B. Bernhard Kohl was the Mountains leader but later had his results removed after a positive test for MIRCERA and admission to the use of doping. Carlos Sastre was ranked second and later declared winner.

=== Most wins ===
Two riders have won the "King of the Mountains" in the Tour de France six times: Federico Bahamontes (Spain) and Lucien Van Impe (Belgium), while Richard Virenque (France) holds the record with seven wins. Gino Bartali holds the record for the Giro d'Italia, also with seven wins, while José Luis Laguía has won the Vuelta equivalent five times.

| Rank | Rider | Total | Giro | Tour | Vuelta |
| 1 | Federico Bahamontes | 9 | 1 (1956) | 6 (1954, 1958, 1959, 1962, 1963, 1964) | 2 (1957, 1958) |
| ITA Gino Bartali | 9 | 7 (1935, 1936, 1937, 1939, 1940, 1946, 1947) | 2 (1938, 1948) | – |
| 3 | BEL Lucien Van Impe | 8 | 2 (1982, 1983) | 6 (1971, 1972, 1975, 1977, 1981, 1983) | – |
| 4 | FRA Richard Virenque | 7 | – | 7 (1994, 1995, 1996, 1997, 1999, 2003, 2004) | – |
| 5 | ESP Julio Jiménez | 6 | – | 3 (1965, 1966, 1967) | 3 (1963, 1964, 1965) |
| 6 | ITA Claudio Chiappucci | 5 | 3 (1990, 1992, 1993) | 2 (1991, 1992) | – |
| ITA Fausto Coppi | 5 | 3 (1948, 1949, 1954) | 2 (1949, 1952) | – |
| ESP José Manuel Fuente | 5 | 4 (1971, 1972, 1973, 1974) | – | 1 (1972) |
| COL Luis Herrera | 5 | 1 (1989) | 2 (1985, 1987) | 1 (1987) |
| ESP José Luis Laguía | 5 | – | – | 5 (1981, 1982, 1983, 1985, 1986) |
| ESP Andrés Oliva | 5 | 2 (1975, 1976) | – | 3 (1975, 1976, 1978) |

=== Career triples ===
No rider has won the "King of the Mountains" in all three Grand Tours in the same year. Only two riders, Federico Bahamontes and Luis Herrera, have won all three competitions in different years.
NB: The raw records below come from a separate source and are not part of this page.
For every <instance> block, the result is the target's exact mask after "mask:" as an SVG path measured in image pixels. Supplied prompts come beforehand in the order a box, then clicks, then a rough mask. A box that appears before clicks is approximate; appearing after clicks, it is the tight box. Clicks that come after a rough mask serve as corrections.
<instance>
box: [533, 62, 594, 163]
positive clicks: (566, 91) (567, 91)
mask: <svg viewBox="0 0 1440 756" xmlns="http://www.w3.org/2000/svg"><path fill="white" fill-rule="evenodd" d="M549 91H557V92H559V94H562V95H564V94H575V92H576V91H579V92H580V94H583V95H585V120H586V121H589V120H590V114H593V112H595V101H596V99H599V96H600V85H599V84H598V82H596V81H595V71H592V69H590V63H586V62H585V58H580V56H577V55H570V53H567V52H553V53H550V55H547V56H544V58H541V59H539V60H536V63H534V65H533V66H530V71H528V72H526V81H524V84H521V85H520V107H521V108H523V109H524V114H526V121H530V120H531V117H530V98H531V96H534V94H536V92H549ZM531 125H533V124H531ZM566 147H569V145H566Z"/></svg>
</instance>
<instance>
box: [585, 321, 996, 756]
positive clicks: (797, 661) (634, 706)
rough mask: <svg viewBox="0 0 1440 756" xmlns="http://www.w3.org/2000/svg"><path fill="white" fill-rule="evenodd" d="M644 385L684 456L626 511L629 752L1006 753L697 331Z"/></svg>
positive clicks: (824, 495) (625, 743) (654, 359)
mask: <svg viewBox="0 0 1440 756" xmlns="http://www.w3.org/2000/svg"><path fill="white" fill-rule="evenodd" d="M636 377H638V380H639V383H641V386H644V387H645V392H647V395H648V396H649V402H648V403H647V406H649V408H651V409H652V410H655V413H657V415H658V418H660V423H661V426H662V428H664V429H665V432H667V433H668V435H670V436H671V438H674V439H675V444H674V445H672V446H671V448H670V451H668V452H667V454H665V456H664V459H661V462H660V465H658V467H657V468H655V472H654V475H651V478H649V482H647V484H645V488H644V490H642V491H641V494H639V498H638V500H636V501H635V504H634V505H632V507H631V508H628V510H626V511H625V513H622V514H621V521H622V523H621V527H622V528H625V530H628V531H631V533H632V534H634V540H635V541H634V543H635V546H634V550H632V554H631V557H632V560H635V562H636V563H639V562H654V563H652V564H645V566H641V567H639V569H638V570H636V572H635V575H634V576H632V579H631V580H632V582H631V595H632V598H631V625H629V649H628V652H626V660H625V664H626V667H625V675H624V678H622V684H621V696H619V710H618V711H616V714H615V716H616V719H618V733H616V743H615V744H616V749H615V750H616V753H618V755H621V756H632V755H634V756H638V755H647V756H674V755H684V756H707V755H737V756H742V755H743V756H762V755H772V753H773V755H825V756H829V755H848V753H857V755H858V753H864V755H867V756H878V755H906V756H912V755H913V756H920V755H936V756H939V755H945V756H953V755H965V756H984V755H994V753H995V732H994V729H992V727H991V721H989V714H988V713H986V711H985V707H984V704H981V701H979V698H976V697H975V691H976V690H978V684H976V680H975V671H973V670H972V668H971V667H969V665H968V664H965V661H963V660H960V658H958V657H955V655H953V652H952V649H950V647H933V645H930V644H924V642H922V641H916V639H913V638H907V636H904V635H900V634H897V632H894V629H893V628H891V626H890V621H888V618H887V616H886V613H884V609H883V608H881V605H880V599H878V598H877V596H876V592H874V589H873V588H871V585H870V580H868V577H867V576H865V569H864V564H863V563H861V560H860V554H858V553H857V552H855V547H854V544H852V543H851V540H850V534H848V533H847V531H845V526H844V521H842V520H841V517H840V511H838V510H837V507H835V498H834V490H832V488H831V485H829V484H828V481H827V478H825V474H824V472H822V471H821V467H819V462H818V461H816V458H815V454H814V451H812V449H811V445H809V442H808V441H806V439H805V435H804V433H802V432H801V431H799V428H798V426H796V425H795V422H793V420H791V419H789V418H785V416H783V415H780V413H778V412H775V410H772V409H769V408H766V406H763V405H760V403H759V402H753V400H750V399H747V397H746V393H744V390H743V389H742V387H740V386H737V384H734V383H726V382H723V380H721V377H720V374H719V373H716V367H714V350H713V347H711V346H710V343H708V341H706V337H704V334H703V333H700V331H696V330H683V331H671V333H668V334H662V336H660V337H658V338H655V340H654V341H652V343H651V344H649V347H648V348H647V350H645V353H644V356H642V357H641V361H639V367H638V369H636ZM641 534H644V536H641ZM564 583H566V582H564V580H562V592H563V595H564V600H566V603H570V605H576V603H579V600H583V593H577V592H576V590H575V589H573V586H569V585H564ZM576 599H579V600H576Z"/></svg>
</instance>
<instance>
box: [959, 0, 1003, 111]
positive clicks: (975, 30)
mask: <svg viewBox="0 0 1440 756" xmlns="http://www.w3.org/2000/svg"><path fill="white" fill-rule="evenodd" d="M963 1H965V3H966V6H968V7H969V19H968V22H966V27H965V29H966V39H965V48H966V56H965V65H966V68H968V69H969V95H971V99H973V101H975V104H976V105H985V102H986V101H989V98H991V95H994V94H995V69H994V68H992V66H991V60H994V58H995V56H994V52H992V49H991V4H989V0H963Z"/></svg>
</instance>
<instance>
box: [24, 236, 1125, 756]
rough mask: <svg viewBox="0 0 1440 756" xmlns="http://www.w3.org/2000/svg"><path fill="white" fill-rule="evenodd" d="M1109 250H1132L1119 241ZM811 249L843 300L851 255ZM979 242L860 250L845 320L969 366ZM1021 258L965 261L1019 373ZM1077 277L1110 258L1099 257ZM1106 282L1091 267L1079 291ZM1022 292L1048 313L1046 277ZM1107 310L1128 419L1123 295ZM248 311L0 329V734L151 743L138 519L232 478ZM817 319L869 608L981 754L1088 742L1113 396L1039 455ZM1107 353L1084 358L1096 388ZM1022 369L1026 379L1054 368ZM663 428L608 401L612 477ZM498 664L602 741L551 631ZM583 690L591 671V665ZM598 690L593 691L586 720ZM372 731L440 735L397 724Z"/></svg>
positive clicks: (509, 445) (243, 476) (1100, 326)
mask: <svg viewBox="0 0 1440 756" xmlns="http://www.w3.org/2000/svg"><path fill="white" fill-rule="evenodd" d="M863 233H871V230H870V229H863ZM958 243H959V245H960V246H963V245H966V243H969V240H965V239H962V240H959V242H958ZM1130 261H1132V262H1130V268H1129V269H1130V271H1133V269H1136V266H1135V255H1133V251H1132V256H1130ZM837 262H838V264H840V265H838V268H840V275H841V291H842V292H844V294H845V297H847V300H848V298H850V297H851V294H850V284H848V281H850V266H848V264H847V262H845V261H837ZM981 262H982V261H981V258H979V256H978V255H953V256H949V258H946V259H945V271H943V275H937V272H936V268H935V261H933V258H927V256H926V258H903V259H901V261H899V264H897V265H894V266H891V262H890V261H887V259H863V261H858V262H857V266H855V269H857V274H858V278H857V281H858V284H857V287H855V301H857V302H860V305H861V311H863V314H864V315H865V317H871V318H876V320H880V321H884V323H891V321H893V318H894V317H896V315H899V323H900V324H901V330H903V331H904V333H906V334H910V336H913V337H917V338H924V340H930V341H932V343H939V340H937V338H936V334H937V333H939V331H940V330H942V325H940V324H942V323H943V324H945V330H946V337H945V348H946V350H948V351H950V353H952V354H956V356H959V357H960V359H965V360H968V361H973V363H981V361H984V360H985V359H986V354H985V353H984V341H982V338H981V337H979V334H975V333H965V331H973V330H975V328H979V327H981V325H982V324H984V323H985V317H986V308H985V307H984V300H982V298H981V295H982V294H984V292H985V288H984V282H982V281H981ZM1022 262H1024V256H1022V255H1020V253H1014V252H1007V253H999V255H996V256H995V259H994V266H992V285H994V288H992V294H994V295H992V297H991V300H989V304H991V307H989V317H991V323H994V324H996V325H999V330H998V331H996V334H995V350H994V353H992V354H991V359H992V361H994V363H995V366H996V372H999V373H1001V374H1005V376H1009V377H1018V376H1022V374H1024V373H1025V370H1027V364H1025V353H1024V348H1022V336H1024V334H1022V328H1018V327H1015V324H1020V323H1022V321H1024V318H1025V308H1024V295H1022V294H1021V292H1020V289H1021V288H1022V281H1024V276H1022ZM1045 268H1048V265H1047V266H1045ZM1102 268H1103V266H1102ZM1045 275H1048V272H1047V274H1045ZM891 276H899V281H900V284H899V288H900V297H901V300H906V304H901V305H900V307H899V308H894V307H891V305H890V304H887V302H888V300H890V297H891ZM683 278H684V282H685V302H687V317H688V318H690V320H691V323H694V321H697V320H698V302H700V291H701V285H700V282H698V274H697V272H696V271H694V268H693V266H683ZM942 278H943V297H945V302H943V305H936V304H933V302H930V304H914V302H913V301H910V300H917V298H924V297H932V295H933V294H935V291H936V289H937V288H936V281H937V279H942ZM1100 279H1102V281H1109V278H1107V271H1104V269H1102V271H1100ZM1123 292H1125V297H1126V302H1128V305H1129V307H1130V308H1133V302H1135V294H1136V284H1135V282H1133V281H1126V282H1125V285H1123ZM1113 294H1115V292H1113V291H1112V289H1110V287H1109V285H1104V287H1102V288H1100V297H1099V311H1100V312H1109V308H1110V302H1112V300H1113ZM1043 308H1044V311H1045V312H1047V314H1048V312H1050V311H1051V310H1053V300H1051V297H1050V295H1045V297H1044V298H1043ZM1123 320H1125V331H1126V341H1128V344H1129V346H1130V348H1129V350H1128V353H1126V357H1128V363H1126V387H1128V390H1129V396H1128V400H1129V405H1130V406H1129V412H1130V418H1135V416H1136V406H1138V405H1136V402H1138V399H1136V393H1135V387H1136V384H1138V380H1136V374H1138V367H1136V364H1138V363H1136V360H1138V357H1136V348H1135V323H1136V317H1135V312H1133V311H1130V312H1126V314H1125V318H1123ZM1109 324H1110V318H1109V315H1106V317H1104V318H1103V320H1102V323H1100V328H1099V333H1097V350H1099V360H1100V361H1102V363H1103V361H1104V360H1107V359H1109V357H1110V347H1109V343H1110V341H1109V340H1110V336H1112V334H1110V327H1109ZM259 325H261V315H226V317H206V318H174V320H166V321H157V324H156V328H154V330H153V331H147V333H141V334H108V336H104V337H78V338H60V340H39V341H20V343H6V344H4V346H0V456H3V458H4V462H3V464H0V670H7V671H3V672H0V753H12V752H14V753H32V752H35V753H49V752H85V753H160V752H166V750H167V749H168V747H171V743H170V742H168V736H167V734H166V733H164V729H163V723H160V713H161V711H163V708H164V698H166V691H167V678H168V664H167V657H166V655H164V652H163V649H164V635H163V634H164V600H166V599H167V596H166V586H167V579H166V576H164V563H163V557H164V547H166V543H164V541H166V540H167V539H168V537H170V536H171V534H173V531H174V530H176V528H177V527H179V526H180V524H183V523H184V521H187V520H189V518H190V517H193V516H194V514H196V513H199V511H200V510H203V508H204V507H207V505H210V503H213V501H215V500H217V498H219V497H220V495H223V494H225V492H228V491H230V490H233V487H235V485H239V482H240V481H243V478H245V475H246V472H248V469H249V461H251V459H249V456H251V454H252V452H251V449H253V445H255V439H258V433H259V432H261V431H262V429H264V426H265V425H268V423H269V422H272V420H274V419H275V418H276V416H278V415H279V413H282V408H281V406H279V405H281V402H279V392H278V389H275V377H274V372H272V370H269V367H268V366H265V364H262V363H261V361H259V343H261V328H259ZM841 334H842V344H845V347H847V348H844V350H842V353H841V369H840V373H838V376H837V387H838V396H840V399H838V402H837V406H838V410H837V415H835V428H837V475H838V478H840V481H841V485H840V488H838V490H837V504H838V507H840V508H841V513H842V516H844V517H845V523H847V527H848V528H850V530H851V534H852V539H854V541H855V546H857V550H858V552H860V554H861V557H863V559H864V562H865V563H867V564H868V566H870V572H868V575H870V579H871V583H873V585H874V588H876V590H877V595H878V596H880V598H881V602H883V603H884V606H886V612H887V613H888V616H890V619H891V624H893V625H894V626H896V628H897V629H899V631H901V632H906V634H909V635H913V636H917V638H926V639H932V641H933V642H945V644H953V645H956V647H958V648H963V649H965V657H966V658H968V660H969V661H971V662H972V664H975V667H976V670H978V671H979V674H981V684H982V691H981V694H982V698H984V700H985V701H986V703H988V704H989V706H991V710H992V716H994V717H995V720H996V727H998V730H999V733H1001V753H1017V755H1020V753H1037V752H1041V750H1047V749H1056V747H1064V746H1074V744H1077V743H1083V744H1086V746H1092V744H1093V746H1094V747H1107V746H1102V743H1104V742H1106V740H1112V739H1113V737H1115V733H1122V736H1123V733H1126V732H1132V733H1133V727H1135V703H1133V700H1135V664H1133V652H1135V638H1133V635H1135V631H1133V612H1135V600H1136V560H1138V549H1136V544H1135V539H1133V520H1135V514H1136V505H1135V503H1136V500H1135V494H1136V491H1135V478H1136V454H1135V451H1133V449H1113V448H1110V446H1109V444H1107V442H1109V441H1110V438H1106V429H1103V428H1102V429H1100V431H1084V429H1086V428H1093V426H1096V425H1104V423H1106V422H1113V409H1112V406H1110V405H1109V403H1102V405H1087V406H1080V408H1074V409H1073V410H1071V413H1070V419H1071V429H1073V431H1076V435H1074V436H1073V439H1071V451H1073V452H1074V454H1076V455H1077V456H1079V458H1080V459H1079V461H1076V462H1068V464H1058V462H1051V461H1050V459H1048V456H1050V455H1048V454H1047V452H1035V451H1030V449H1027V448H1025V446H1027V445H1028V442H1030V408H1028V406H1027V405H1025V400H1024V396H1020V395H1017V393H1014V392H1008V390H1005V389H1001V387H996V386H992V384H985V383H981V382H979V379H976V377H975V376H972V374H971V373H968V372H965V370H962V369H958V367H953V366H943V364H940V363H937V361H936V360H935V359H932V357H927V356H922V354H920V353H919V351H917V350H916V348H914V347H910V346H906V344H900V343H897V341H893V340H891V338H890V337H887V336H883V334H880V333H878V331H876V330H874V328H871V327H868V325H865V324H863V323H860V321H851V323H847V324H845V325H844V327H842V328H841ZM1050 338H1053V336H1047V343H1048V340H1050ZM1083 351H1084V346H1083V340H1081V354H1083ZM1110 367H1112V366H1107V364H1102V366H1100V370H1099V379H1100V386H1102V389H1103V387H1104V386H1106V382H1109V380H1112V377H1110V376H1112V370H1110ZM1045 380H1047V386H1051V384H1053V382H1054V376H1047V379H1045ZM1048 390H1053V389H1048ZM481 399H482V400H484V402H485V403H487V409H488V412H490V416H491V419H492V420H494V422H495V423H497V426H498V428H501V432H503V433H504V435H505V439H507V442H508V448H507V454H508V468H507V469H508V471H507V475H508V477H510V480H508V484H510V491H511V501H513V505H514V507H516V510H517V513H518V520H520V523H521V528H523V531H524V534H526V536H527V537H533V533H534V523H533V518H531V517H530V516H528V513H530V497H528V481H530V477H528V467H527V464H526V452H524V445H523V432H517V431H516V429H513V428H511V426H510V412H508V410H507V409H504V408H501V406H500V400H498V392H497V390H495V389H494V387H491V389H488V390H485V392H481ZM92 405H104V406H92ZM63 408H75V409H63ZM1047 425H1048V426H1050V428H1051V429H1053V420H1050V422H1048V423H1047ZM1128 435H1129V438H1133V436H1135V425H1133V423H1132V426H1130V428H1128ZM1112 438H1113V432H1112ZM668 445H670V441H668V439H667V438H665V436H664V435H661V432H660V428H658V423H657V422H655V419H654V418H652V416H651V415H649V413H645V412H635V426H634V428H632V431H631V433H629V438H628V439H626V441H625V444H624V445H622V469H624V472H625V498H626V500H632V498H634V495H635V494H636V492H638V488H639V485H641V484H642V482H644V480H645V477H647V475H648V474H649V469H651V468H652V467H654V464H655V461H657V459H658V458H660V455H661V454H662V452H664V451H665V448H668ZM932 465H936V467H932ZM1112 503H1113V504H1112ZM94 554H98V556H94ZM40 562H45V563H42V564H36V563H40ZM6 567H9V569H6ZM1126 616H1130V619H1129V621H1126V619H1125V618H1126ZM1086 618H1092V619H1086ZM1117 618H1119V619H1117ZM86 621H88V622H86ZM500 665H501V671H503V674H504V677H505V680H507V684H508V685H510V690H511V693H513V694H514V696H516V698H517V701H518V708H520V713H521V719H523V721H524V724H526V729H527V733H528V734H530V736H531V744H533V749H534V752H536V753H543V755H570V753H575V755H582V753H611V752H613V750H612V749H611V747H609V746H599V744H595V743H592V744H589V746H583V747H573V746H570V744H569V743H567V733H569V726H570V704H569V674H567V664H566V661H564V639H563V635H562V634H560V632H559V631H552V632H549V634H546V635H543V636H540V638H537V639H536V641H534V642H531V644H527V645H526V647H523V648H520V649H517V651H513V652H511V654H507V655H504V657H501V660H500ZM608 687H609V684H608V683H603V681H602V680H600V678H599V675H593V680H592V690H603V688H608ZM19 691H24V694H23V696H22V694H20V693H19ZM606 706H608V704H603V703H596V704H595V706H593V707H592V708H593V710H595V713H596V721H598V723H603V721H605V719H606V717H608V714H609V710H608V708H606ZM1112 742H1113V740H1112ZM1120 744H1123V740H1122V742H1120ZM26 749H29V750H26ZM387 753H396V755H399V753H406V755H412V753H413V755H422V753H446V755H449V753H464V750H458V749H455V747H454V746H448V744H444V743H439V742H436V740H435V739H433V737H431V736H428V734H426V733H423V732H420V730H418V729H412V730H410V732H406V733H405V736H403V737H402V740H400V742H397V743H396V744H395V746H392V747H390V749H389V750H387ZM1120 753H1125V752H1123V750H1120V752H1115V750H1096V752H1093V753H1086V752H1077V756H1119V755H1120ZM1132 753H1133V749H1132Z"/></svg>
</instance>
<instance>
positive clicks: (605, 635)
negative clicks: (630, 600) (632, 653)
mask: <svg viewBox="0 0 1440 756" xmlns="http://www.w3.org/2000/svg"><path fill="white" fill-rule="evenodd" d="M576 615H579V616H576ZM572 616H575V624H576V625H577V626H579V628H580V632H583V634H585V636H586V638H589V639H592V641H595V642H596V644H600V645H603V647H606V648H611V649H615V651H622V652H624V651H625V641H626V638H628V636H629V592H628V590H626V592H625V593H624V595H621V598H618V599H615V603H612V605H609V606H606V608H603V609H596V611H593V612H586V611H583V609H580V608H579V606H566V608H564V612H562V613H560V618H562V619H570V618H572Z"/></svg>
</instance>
| Rider | Total | Giro | Tour | Vuelta |
|---|---|---|---|---|
| Federico Bahamontes (ESP) | 9 | 1 (1956) | 6 (1954, 1958, 1959, 1962, 1963, 1964) | 2 (1957, 1958) |
| Luis Herrera (COL) | 5 | 1 (1989) | 2 (1985, 1987) | 2 (1987, 1991) |

=== Natural doubles ===
Ten riders have won two mountains classifications in a single year:

Giro d'Italia and Tour de France
| 1949 | Fausto Coppi |
| 1956 | Charly Gaul |
| 1983 | Lucien Van Impe |
| 1992 | Claudio Chiappucci |

Tour de France and Vuelta a España
| 1958 | Federico Bahamontes |
| 1965 | Julio Jiménez |
| 1987 | Luis Herrera |
| 1993 | Tony Rominger |

Giro d'Italia and Vuelta a España
| 1972 | Manuel Fuente |
| 1975 | Andrés Oliva |
| 1976 | Andrés Oliva |

==Days leading classification==
In previous tours, sometimes a stage was broken in two (or three). "Days" column gives the number of times the cyclist was a classification leader at the end of the day. Numbers in brackets include split stages.

after the end of 2026 Vuelta a España

Legend
|  | Current records |
|  | Rider was leading in all Grand Tours |
|  | Rider was leading in all Grand Tours in one season |

| Rank | Rider | Days | Leading span | Giro | Tour | Vuelta |
|---|---|---|---|---|---|---|
| 1 | ESP Federico Bahamontes | 133 ^{(138)} | 1954–1964 | 34 ^{(35)} | 74 ^{(77)} | 25 ^{(26)} |
| 2 | BEL Lucien Van Impe | 112 ^{(123)} | 1971–1983 | 34 ^{(35)} | 78 ^{(88)} | 0 |
| 3 | ITA Gino Bartali | 98 ^{(113)} | 1935–1948 | 73 ^{(83)} | 25 ^{(30)} | 0 |
| 4 | FRA Richard Virenque | 96 | 1992–2004 | 0 | 96 | 0 |
| 5 | ESP Julio Jiménez | 95 ^{(99)} | 1961–1968 | 25 | 40 ^{(43)} | 30 ^{(31)} |
| 6 | BEL Eddy Merckx | 92 ^{(97)} | 1968–1976 | 56 ^{(57)} | 36 ^{(40)} | 0 |
| 7 | ESP José Luis Laguía | 90 ^{(94)} | 1981–1986 | 0 | 0 | 90 ^{(94)} |
| 8 | ESP José Manuel Fuente | 71 ^{(80)} | 1971–1974 | 46 ^{(50)} | 8 ^{(10)} | 17 ^{(20)} |
| 9 | ESP José Luis Abilleira | 66 ^{(75)} | 1973–1976 | 0 | 0 | 66 ^{(75)} |
| 10 | SLO Tadej Pogačar | 64 | 2020–2026 | 20 | 40 | 4 |
| 11 | ITA Fausto Coppi | 61 | 1940–1954 | 37 | 24 | 0 |
| 12 | COL Luis Herrera | 59 ^{(61)} | 1985–1991 | 8 ^{(9)} | 25 ^{(26)} | 26 |
| 13 | ESP Julián Berrendero | 55 ^{(62)} | 1936–1947 | 0 | 9 ^{(13)} | 46 ^{(49)} |
| 14 | SUI Tony Rominger | 55 ^{(56)} | 1989–1996 | 10 | 10 | 35 ^{(36)} |

Only four other riders were leading mountains classification in all three Grand Tours: Aurelio González Puente, Karsten Kroon, Tim Wellens and Jonas Vingegaard.

The rider with the most Grand Tour days on the top of the King of the Mountains classification in one season is Federico Bahamontes - 31 in 1958. José Manuel Fuente amassed a record
34 stages (including split stages) across 29 days as a KoM leader in one calendar year (1972).